Choi Ga On of Sehwa High School won South Korea’s first Olympic gold medal in a snow sport.
Choi scored 90.25 on her third run in the women’s halfpipe final at Livigno Snow Park in Italy to take gold at the 2026 Milan-Cortina Winter Olympics. She beat top contender Chloe Kim, who scored 88.00.
The medal was South Korea’s first gold of these Winter Games and the nation’s first Winter Olympic gold in skiing events, the report said. It also moved up the youngest gold-medalist mark set by Kim (17 years, 10 months) by seven months.
In halfpipe, riders perform aerial tricks while moving up and down a U-shaped slope, with judges awarding points. South Korea has kept pushing in the event since Kim Ho Jun became the country’s first Olympic entrant at the 2010 Vancouver Games.
Choi has been at the center of that effort. Influenced by a father who snowboarded as a hobby, she started the sport after learning figure skating while watching Kim Yuna. In January 2023, she became the youngest winner in the pipe event at the X Games at age 14 years, two months. That December, she won her first International Ski and Snowboard Federation (FIS) Snowboard World Cup, drawing attention as a prodigy.
Her career was not always smooth. In early 2024, she suffered a spinal fracture at a World Cup event in Laax, Switzerland, and underwent surgery. She missed the Gangwon Winter Youth Olympics that year and spent more than a year focused on rehabilitation.
She returned to Laax last year and won bronze, signaling her comeback. She carried that form into the Olympic season, including back-to-back World Cup wins in December in Zhangjiakou, China, and at Copper Mountain in the United States.

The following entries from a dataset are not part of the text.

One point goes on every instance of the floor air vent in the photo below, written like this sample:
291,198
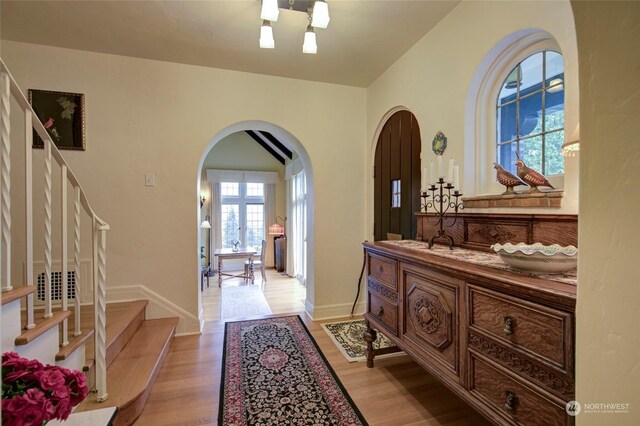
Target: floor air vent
56,285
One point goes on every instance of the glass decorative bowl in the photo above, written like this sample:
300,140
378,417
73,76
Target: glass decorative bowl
537,258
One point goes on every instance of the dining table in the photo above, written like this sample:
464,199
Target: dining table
239,253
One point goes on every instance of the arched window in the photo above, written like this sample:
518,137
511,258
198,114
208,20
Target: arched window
530,114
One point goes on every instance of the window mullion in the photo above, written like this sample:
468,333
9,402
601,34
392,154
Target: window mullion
544,101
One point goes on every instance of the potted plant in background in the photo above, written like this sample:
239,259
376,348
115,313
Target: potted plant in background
33,393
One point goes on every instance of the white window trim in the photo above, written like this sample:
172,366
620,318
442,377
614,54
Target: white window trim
242,200
486,109
240,176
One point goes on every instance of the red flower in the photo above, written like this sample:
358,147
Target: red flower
29,409
51,380
33,393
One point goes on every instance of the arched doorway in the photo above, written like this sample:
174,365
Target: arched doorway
397,177
293,144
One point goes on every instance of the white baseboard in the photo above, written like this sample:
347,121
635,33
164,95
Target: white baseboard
341,310
158,307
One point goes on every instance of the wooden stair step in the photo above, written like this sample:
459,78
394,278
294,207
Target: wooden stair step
17,293
74,343
42,325
123,319
132,374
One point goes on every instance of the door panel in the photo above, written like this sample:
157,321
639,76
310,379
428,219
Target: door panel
397,158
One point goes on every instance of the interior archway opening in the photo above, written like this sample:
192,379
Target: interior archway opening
255,233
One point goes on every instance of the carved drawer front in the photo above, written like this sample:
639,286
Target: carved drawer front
384,312
431,318
384,270
542,331
511,399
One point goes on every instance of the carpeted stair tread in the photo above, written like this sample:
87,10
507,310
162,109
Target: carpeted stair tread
132,374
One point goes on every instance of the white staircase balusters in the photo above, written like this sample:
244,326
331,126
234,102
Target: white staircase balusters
47,229
8,88
100,302
28,176
76,259
5,184
65,265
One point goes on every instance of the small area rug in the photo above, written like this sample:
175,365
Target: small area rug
347,335
244,301
273,373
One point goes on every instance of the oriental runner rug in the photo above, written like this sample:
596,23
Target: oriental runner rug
273,373
347,336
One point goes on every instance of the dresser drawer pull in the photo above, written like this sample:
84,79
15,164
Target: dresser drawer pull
509,324
511,401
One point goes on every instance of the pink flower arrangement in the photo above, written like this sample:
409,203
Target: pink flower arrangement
33,394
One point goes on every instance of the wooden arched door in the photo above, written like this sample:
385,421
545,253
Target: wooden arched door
397,177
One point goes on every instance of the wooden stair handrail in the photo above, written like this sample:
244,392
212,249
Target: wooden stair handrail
40,328
17,293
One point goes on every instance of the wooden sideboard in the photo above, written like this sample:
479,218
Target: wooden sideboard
502,341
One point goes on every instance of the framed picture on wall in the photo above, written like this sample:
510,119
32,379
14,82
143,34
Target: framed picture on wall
62,114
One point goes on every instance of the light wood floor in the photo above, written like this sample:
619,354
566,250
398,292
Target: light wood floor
396,392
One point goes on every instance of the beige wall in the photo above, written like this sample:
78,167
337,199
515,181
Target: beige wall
608,341
151,116
239,151
433,78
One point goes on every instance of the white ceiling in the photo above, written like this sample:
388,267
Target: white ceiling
363,39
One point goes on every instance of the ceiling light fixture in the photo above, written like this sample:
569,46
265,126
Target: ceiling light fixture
317,12
269,10
266,36
320,14
310,45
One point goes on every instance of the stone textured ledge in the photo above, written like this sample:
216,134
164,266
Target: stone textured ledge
552,199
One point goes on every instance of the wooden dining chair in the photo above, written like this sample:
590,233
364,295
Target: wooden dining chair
257,264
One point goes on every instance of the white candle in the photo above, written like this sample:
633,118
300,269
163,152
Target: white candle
456,176
450,171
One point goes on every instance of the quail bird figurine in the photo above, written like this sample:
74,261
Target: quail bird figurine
507,179
531,177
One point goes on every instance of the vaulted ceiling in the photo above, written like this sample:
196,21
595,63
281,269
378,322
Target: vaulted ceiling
363,39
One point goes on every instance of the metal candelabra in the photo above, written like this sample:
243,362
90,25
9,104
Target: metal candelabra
441,200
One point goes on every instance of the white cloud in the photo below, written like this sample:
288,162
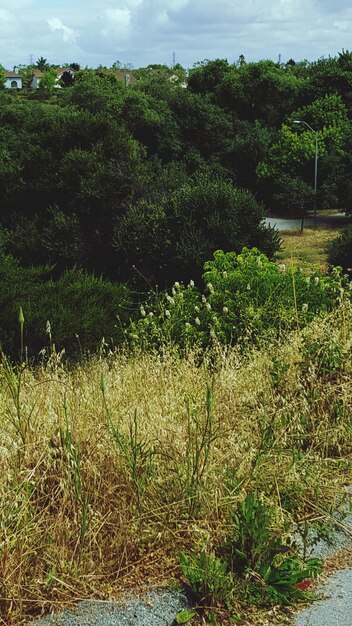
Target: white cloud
117,20
148,31
68,34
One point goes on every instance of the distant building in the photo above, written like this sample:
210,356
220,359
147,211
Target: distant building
64,74
13,80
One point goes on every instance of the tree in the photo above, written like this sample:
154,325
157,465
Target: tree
42,64
48,81
291,159
2,77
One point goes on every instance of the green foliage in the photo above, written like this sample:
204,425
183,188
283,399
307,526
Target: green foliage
207,576
183,617
252,565
82,309
48,80
247,299
2,77
340,250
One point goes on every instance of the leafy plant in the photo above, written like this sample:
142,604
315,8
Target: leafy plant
208,576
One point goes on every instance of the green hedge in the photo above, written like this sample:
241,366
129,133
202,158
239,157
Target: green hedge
82,309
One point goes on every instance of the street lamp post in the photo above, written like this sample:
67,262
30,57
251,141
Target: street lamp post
315,165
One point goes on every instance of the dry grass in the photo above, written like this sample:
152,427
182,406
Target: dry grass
306,249
109,469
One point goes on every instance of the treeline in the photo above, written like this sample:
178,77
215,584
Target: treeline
140,184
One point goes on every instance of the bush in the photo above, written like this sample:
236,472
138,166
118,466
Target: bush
81,309
247,299
340,250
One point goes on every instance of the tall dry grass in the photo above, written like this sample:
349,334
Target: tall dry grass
111,467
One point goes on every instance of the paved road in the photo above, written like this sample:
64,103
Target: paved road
336,607
287,224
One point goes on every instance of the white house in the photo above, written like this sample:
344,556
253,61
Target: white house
65,74
13,80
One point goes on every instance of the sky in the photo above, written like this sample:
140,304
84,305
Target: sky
140,32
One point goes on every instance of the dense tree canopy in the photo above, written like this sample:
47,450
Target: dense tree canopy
143,179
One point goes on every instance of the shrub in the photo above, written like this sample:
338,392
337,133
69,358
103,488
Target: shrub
81,308
247,299
340,250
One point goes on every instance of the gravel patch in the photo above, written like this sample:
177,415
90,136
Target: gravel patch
335,609
157,608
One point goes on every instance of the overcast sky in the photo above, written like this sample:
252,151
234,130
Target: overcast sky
94,32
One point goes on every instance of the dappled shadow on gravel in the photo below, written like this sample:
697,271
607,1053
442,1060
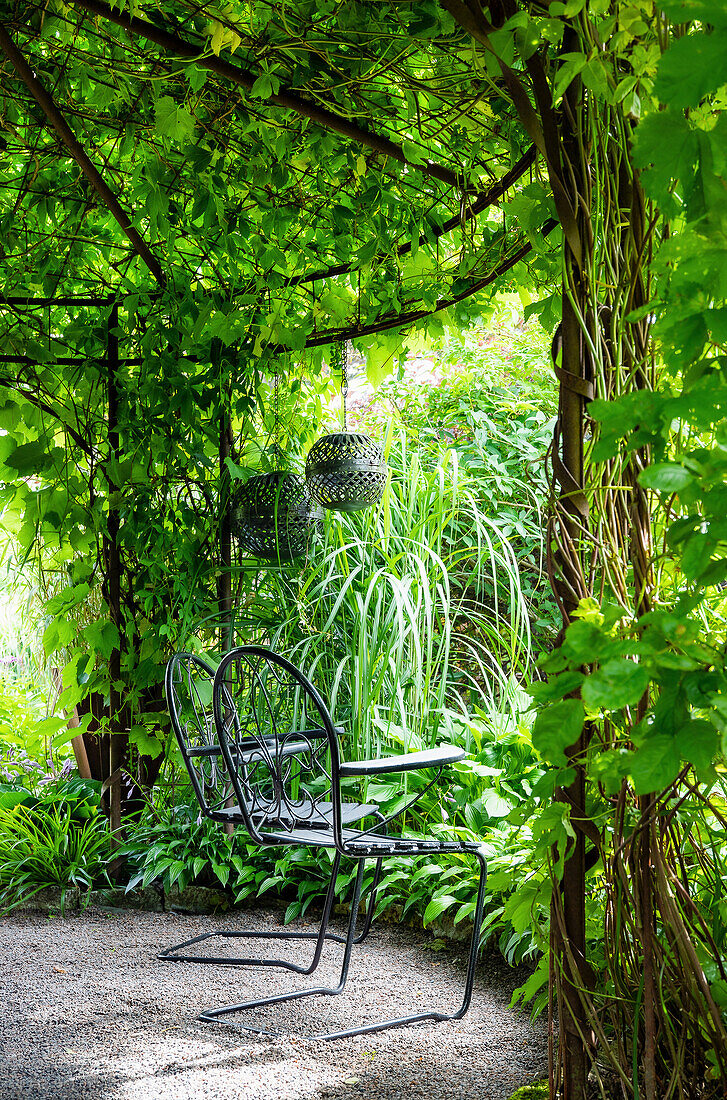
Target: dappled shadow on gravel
89,1011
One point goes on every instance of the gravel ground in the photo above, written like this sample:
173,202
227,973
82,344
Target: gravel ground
89,1011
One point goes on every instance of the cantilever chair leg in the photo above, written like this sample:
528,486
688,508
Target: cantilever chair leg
318,937
217,1015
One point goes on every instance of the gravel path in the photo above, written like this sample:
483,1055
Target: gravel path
89,1011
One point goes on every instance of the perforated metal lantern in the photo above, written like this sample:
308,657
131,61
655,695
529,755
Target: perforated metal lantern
274,517
345,471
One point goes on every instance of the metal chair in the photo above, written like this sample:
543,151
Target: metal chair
283,754
188,684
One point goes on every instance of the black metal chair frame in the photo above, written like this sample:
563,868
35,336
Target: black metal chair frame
215,790
277,809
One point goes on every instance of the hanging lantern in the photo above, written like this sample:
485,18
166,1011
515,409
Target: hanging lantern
345,471
273,516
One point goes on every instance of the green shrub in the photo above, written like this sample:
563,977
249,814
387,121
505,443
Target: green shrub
51,840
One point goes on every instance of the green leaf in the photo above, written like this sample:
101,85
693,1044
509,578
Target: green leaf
266,85
437,906
665,147
414,153
146,744
692,67
665,476
654,765
697,741
172,120
557,728
28,458
616,683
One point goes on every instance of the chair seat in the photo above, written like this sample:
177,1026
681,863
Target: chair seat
363,845
317,817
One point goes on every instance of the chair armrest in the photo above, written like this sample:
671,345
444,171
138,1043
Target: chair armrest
408,761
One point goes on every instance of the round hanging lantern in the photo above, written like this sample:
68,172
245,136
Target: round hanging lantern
345,471
273,516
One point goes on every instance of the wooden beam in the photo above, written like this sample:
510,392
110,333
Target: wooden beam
56,120
284,98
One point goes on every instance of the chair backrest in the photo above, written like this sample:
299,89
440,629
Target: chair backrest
188,684
278,739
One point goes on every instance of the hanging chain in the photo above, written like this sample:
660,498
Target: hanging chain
341,359
276,415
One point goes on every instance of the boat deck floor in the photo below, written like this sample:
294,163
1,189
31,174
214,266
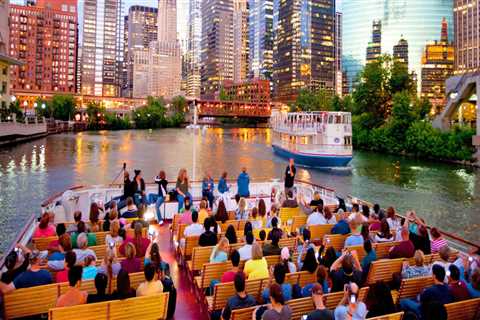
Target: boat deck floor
187,306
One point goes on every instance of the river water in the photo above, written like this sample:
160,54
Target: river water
445,195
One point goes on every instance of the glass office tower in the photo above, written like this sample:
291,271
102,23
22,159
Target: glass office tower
413,20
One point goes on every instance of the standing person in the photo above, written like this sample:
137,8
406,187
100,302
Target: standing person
243,182
207,188
222,183
162,182
290,176
182,188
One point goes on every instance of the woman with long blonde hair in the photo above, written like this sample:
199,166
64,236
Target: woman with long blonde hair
182,188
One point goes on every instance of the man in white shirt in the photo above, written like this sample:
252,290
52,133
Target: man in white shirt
316,218
150,286
195,229
246,251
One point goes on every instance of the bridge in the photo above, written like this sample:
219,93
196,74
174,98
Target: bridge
232,109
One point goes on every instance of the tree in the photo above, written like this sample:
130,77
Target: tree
63,107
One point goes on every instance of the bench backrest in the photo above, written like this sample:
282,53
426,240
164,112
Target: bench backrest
318,231
383,269
409,288
463,310
148,307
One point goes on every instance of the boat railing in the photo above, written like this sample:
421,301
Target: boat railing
453,240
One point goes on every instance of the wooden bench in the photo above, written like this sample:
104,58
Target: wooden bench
148,307
318,231
463,310
383,269
30,301
409,288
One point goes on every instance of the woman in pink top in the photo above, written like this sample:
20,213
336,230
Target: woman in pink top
44,229
437,241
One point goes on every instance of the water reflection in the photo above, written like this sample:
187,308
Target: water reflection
445,195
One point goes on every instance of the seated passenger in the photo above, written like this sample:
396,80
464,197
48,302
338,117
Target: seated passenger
73,296
257,267
101,282
131,263
272,248
83,251
132,209
150,286
417,270
321,312
290,202
220,251
279,273
240,300
405,249
44,228
230,275
32,277
246,250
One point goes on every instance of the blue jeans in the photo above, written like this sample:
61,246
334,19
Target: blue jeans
410,305
181,200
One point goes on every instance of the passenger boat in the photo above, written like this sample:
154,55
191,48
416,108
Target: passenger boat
313,139
190,266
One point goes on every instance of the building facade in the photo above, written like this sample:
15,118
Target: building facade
437,66
467,38
193,53
217,57
44,38
102,48
164,56
260,30
304,53
374,48
416,20
240,40
400,51
140,31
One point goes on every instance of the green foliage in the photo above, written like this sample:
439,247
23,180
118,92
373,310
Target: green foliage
63,107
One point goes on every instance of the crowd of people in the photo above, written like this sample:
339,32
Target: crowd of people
335,271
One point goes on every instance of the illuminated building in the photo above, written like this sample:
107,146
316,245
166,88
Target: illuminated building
240,40
192,55
255,91
400,51
260,24
467,36
304,53
44,37
217,44
164,58
140,31
437,66
374,48
416,20
101,47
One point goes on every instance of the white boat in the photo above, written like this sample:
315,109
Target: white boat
313,139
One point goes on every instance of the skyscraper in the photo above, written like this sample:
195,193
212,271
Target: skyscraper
304,53
467,36
102,47
374,48
416,20
400,51
44,37
217,45
192,55
437,66
140,31
260,29
240,40
164,57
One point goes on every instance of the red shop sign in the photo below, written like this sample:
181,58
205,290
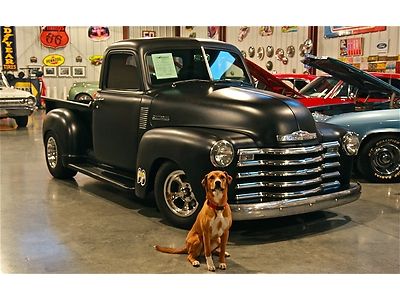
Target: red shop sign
54,37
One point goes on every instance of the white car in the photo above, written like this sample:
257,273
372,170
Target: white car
14,103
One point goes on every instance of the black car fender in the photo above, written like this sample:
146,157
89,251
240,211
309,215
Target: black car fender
73,134
188,147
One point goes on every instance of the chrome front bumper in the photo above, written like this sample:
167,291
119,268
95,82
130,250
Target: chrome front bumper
295,206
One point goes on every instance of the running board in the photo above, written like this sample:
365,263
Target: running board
118,180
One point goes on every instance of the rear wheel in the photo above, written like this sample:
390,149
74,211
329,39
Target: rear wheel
21,121
174,196
53,158
379,159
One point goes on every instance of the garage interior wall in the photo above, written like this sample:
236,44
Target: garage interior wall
28,45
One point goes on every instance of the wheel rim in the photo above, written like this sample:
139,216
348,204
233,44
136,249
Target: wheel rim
52,153
385,159
178,194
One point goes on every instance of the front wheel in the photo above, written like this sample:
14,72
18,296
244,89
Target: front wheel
53,158
174,196
21,121
379,159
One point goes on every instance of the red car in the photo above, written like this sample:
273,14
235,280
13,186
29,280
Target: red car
348,89
296,81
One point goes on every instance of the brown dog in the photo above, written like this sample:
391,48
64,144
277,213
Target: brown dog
211,228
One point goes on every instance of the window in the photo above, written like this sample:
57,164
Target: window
122,72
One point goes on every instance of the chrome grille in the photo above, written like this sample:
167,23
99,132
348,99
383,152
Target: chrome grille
270,174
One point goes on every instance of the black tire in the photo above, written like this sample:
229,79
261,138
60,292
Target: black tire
53,154
21,121
174,196
379,159
82,97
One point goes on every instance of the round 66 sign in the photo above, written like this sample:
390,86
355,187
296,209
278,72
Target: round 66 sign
54,36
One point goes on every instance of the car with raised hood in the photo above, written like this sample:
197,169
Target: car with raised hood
378,159
170,110
15,103
345,90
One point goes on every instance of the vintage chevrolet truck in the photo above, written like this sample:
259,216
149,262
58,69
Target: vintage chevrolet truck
169,110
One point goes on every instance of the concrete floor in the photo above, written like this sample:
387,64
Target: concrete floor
85,226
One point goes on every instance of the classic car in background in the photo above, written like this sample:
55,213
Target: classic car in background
296,81
378,157
350,83
346,90
83,91
15,103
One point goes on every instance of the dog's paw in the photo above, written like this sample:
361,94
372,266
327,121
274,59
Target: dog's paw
210,264
222,266
211,268
196,264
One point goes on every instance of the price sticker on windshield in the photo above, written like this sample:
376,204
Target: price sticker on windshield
164,65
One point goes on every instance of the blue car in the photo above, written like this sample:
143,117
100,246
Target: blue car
377,124
378,158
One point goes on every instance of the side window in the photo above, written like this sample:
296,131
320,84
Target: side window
122,72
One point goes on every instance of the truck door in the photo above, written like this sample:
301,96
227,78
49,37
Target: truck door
116,111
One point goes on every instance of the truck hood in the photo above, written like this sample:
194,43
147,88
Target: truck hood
349,74
12,93
258,114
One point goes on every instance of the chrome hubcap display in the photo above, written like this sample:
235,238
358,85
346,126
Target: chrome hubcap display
178,194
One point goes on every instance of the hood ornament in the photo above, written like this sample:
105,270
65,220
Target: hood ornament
300,135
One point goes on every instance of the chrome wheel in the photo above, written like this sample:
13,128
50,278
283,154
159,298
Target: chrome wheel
385,159
178,194
52,153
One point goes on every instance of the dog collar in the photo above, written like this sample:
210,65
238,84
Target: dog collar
214,206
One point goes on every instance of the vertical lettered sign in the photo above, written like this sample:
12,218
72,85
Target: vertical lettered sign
8,48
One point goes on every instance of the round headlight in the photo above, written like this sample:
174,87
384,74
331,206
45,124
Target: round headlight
222,153
351,143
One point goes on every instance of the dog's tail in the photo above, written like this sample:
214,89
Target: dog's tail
182,250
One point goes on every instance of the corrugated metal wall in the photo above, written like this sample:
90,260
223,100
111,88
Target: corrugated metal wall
28,44
278,39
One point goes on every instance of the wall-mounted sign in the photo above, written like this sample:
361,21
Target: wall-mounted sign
96,59
382,46
98,33
54,36
8,48
286,29
336,31
53,60
351,47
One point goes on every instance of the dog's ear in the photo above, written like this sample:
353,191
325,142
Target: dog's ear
228,177
204,182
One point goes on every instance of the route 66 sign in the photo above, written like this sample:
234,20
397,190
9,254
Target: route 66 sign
54,37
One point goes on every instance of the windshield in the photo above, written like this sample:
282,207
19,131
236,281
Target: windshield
319,87
174,65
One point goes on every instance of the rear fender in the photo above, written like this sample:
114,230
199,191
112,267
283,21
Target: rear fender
73,133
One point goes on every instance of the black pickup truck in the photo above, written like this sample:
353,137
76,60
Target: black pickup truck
169,110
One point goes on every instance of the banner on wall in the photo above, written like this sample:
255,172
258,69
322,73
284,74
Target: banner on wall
336,31
54,36
98,33
8,48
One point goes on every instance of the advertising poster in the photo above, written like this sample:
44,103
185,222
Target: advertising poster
8,48
336,31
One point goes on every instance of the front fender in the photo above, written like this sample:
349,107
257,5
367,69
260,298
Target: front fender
189,148
73,132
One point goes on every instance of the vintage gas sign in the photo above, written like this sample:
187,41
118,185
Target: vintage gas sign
54,37
8,48
53,60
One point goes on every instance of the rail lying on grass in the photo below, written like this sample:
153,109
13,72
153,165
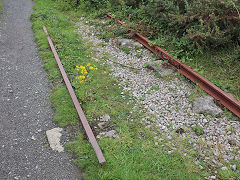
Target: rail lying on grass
225,99
80,112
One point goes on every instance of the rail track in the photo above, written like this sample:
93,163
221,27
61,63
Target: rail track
80,112
225,99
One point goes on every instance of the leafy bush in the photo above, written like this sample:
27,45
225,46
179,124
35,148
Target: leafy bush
203,22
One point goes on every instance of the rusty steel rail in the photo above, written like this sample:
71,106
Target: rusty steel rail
80,112
228,101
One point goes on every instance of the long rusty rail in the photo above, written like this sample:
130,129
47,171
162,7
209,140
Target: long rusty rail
80,112
226,100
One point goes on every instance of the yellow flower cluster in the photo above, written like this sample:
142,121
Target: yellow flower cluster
84,71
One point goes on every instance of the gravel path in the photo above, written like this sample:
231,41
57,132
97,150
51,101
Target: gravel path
25,108
167,101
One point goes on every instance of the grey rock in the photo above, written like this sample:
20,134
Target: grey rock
224,168
164,70
53,136
206,105
105,118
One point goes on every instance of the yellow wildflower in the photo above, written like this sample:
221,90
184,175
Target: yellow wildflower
84,71
82,67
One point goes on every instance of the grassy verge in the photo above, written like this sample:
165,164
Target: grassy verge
136,154
1,11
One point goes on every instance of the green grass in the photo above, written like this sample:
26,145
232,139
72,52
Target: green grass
134,155
1,11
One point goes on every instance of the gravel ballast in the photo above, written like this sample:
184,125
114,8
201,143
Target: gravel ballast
167,100
25,108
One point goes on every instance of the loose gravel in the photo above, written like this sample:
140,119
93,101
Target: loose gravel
25,108
167,100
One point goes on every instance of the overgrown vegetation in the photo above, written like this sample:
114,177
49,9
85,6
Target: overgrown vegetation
0,7
202,34
135,154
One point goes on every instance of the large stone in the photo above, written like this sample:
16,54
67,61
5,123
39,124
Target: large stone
163,69
206,105
105,118
53,136
128,43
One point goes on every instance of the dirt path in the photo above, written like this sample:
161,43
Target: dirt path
25,109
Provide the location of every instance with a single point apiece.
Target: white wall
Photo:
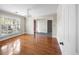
(66, 28)
(13, 16)
(42, 26)
(30, 25)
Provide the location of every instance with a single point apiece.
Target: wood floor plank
(30, 45)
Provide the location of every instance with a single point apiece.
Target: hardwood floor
(30, 45)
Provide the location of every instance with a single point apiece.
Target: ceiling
(34, 9)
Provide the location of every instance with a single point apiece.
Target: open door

In her Olympic debut, Choi placed sixth in qualifying to become the first South Korean halfpipe rider to reach an Olympic final, then rode to gold.
She struggled early in the final. On her first run, she fell hard after her second jump when her landing caught on the lip of the pipe. She fell again on the first jump of her second run. At that point, she had only 10 points and stood ninth among the 12 finalists.
Choi stayed composed and delivered a comeback on her third run, starting without hesitation and landing five aerial moves cleanly. She was the only rider to score above 90 on the day. After finishing, she cried as she rode down the slope.
“I’m so happy my first Olympic medal is a gold. I can’t believe it,” Choi said in an interview after winning. “It’s also an honor to win the first gold for the South Korean team.”
* This article has been translated by AI.